Accessible London - wheelchair-friendly things to see and do

A view of the Thames in London showing the London Eye and the houses of Parliament
Heading to London? The capital can seem daunting if you're unsteady on your feet, or use a wheelchair or scooter to get around. But there are lots of accessible places to see.

We’ve put together a selection of accessible attractions and restaurants ­ to help you get more from your trip.

They’re all on the Docklands Light Railway (DLR) or Jubilee line, with step free access from street to train at the nearest station. And they all make a real effort to be welcoming and accessible.

Queen Elizabeth Olympic Park

The impressive aquatics centre in the Olympic park

Gripped by Olympic fever? Dreaming of Rio? It might not have the same lure as Brazil, but you can get close to Olympic history by visiting Queen Elizabeth Olympic Park in Stratford.

With iconic sporting venues, beautiful gardens, play areas and cafés, there’s something for everyone.

The Olympic Park was designed to be inclusive, with step free access, hard-standing surfaces, accessible toilets and plenty of Blue Badge parking.

Nearest station: Stratford (DLR)

London Eye

Photo shows a pod on the London Eye

If you have a head for heights, a trip on the London Eye is a fantastic way to see London’s landmarks.

There’s step free access into the capsules, which can accommodate mobility scooters and will slow down to let you on.

The London Eye is on the South Bank of the Thames, which was made more wheelchair friendly in the run up to London 2012. So you can stroll or roll along and see other accessible sights, including Tate Modern and Shakespeare’s Globe.

Nearest station: Waterloo (Jubilee)

Cutty Sark

Photo of the Cutty Sark ship in Greenwich

A must-see for history buffs, Cutty Sark is the world’s only surviving tea clipper.

The handsome ship is housed in a dry dock, allowing you to walk or roll underneath the copper hull and see the famous sea witch figurehead up close.

There’s lift access to all three decks (although, due to the size of the lift, mobility scooters aren’t allowed) and accessible toilets.

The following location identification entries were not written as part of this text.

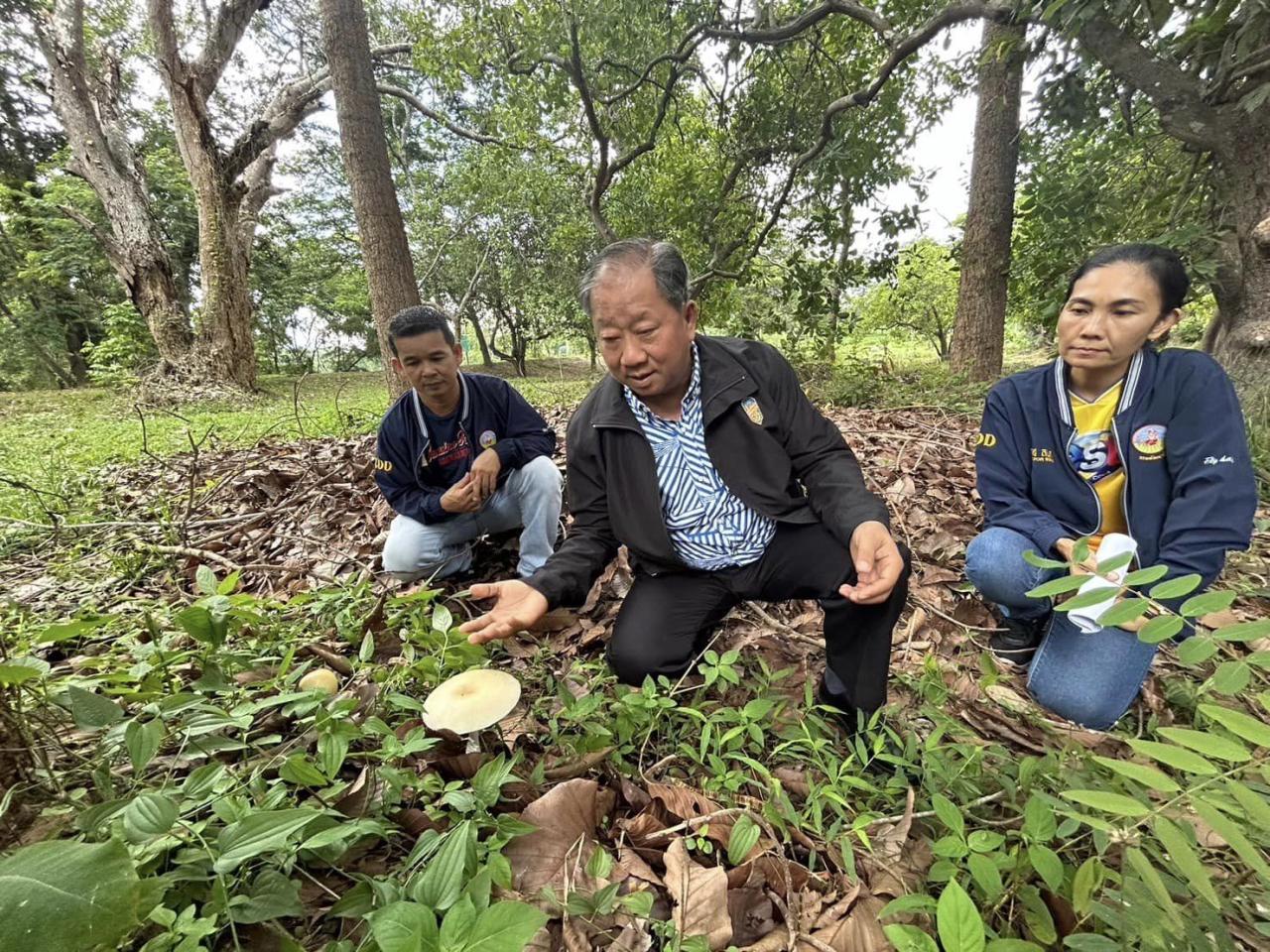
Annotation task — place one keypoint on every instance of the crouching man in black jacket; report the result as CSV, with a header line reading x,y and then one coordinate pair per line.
x,y
703,457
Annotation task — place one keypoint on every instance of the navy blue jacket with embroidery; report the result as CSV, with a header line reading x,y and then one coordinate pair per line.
x,y
1189,494
490,411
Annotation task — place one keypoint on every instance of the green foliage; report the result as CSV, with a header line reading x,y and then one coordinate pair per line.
x,y
64,896
920,298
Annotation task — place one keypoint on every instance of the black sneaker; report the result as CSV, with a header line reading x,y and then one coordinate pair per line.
x,y
884,761
1015,644
839,708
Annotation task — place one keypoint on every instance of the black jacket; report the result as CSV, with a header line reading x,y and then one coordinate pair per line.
x,y
493,416
770,444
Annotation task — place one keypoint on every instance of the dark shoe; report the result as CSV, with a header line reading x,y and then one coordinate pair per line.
x,y
841,711
884,760
1015,644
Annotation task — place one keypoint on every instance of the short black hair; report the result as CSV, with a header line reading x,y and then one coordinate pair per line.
x,y
421,318
1164,264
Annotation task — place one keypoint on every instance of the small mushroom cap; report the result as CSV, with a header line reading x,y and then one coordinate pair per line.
x,y
471,701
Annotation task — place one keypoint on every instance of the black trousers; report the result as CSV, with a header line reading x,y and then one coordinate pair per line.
x,y
666,620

On the top deck, there are steps up to the cabins, but there’s a virtual tour for visitors who can’t go up.

Nearest station: Cutty Sark (DLR)

Evening entertainment

Photo of the O2 arena

The South Bank has two fantastic theatres, the 1960s National Theatre and the (rebuilt) 1590s Globe. Both venues are wheelchair friendly, with step free access, wheelchair spaces and accessible toilets.

At the O2 (once known as the Millennium Dome), all the public spaces have been designed with wheelchairs in mind. There are accessible lifts, seating and toilets too.

Nearest station: Waterloo (Jubilee) for the National Theatre, London Bridge (Jubilee) for the Globe, North Greenwich (DLR) for the O2

For foodies

Photo shows the skyscrapers of Canary Wharf

During the week, Canary Wharf bustles with bankers, but at the weekend, it becomes a calm oasis. Perhaps surprisingly, you can find some great value, delicious eats amid the shining skyscrapers.

Leon prides itself on serving wholesome fast food, such as Vietnamese chicken rice noodle salads and kofte kebab wraps. Wahaca offers small plates of Mexican food bursting with flavour, while Canteen serves British classics created from quality ingredients.

Nearest station: Canary Wharf (DLR)

For a special meal, the Oxo Tower on the South Bank is home to two great places to eat, both with impressive views – the relaxed Brasserie and more formal Restaurant. The focus is on modern British dishes, and carnivores, vegetarians and vegans are all catered for. With step free access, lifts and accessible toilets, there should be no barriers to dining at 250 feet.